Television personalizes ideas through celebrities, and Reagan imitated that concept by turning the most complex issues into anecdotes and parables containing drama, a plot, a setting, a main character and a moral, Denton said.

"Reagan is a much better actor as president on television than he ever was in Hollywood," he said.

Denton said that in the eyes of many Americans, Reagan became president in much the same way as Larry Hagman of TV's "Dallas" fame became oil mogul J.R. Ewing. Reagan personalized the presidency so well that he fit the role people expect of the office, he said.

"Reagan was able to step through the television and join Americans in their living rooms in discussing the state of the nation," he said. "The true political power of the public no longer resides in the ballot or vote, but in the controls of the television."

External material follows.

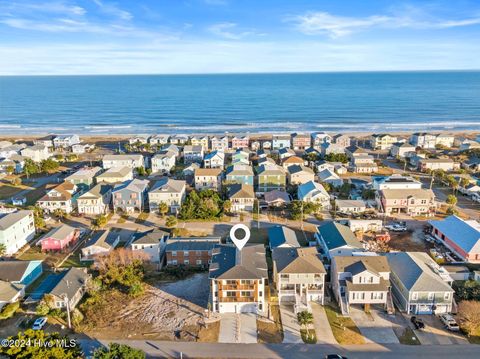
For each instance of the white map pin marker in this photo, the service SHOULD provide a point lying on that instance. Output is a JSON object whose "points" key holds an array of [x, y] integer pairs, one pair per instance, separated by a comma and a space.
{"points": [[240, 243]]}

Denton said Reagan left a three-part blueprint for his successors: that the president's message must fit television, that daily news must be crafted by the incumbent and that the president must be a media celebrity.

President-elect George Bush followed the first part of the blueprint during his campaign by using television to show stirring patriotic images, Denton said. By contrast, Massachusetts Gov. Michael Dukakis focused on issues and was seen as a "talking head."

Reagan's penchant for setting up photo opportunities in compelling situations - at the Statue of Liberty celebration, welcoming home a hero - created a "presidential persona" so strong that in the future candidates will be elected because they fit the public's idea of what a president should be, Denton said.

"Primarily because of television, presidents and presidential candidates will increasingly look the same, sound the same, and unfortunately, act the same," he added. "The presidency has become a product ... skills of public performance are more important than the skills of management."